Private insurance companies receive funding from Medicare, so most programs will have reduced monthly premiums or no premiums at all.
However, plans with no monthly premiums still have other allied expenses such as deductibles, copayments, and coinsurance.
Medicare has an online tool that you can use to compare the services and costs of Medicare Advantage Plans in your current US state.
Medicare Part D
Medicare Part D pays for treatment drugs, and its paid via premiums. Although Part D pays for your prescription drugs, you’re still liable for a portion of your medication expenses.
Just like Part D, Medicare Part C is provided by private insurance companies backed by Medicare.
According to the Center of Medicare Services, today, the average cost for Medicare Part D is 32.50 USD per month.
However, high-income earners are charged more for their premiums. The average deductible for this plan is 415 USD.
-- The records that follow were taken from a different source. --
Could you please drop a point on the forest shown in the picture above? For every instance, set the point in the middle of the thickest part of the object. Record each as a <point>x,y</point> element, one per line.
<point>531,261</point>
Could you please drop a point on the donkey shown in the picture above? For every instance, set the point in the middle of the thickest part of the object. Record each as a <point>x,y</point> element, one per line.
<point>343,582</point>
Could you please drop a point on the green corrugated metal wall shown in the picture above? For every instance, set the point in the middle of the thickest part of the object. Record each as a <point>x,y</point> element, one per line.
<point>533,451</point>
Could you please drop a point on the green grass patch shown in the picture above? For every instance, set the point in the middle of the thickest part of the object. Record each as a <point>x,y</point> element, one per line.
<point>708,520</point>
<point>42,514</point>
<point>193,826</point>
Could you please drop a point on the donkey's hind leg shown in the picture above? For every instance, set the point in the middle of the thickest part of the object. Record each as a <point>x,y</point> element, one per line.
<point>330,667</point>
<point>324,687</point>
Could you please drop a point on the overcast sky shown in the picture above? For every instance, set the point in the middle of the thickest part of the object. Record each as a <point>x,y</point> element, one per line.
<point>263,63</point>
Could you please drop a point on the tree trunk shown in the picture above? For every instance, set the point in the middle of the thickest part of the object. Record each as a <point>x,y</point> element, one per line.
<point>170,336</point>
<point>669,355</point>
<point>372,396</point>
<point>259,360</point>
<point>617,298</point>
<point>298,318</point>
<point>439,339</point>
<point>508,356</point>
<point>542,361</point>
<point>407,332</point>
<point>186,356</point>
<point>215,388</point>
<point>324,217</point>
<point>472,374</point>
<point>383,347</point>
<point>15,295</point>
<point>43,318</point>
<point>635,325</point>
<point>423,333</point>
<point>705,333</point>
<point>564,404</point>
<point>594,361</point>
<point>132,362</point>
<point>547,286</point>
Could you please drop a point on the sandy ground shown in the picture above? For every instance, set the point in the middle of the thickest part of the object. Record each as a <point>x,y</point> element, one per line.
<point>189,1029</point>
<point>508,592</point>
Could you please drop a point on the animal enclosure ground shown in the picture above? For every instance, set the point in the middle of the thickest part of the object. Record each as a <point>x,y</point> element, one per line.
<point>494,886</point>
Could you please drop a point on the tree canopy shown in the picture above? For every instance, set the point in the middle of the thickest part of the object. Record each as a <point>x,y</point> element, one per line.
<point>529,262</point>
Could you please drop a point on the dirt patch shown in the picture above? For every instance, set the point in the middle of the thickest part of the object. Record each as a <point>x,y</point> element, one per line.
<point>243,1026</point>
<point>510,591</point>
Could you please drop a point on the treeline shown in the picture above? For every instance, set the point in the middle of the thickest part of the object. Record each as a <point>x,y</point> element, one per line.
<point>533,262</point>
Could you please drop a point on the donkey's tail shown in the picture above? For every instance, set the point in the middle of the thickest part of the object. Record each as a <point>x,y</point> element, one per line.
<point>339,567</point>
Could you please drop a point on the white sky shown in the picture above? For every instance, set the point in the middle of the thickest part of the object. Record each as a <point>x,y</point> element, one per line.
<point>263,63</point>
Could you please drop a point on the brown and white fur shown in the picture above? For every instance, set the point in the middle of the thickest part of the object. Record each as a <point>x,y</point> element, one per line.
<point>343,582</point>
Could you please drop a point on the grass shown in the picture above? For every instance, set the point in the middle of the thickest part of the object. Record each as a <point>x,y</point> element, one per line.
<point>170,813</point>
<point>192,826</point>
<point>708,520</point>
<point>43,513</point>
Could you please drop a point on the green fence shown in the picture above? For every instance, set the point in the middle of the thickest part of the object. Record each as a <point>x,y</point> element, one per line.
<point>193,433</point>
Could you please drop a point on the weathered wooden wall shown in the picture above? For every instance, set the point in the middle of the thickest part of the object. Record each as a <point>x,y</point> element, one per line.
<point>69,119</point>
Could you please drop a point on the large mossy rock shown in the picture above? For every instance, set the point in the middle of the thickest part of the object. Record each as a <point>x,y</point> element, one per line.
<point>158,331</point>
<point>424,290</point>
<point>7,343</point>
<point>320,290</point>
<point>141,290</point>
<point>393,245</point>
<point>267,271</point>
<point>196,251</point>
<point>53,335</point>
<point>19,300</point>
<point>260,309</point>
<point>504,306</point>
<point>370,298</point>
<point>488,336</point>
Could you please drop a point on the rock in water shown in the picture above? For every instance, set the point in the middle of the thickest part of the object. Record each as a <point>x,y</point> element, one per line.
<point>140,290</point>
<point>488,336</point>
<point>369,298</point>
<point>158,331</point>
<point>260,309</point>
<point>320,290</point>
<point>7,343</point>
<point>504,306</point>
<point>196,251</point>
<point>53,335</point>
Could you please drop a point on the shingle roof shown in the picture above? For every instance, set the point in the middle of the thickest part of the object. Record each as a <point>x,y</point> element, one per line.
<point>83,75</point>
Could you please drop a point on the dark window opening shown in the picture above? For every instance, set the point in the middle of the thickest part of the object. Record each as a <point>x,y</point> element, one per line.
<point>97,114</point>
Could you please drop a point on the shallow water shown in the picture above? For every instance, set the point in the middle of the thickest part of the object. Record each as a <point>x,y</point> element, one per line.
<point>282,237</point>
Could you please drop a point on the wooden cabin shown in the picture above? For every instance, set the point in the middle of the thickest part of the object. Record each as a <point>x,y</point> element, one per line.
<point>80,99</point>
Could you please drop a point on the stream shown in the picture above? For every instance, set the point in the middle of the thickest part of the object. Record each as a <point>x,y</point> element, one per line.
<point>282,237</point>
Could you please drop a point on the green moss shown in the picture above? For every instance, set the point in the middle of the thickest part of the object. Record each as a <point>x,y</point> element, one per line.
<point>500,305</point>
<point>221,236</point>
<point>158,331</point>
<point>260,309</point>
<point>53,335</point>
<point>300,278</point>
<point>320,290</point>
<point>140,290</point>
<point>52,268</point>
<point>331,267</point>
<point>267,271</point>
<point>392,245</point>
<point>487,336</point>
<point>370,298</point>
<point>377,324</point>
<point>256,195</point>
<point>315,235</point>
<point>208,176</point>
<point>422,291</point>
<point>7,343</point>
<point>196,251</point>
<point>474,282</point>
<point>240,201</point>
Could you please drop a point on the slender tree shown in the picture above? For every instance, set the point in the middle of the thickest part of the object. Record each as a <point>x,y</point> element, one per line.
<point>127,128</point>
What Are the Penalties If You Don’t Enroll for Medicare?
Medicare Part B
If you fail to register for Medicare Part B when you are eligible, you’ll have to pay a 10% fine for each year that you should have signed up.
This amount is added to your monthly premiums, and the penalty goes up the more you delay signing up for Part B.
Normally you won’t be liable to pay the late enrollment penalty if you meet the requirements that enable you to enroll for Medicare Part B in the Special Enrollment Period.
Medicare Part D
Although signing up for Medicare Part D is optional, a penalty is charged for not signing up when you were supposed to.
The penalty given is 1% for each month you were supposed to sign up. But if you qualify for coverage under your company’s plan, you won’t pay the penalty.
To sum it all up, Medicare coverage is a bit complex, and there are many considerations unique to your condition.
For instance, how long you have been employed, how much money you make are all factors that will be used to calculate your total Medicare premiums.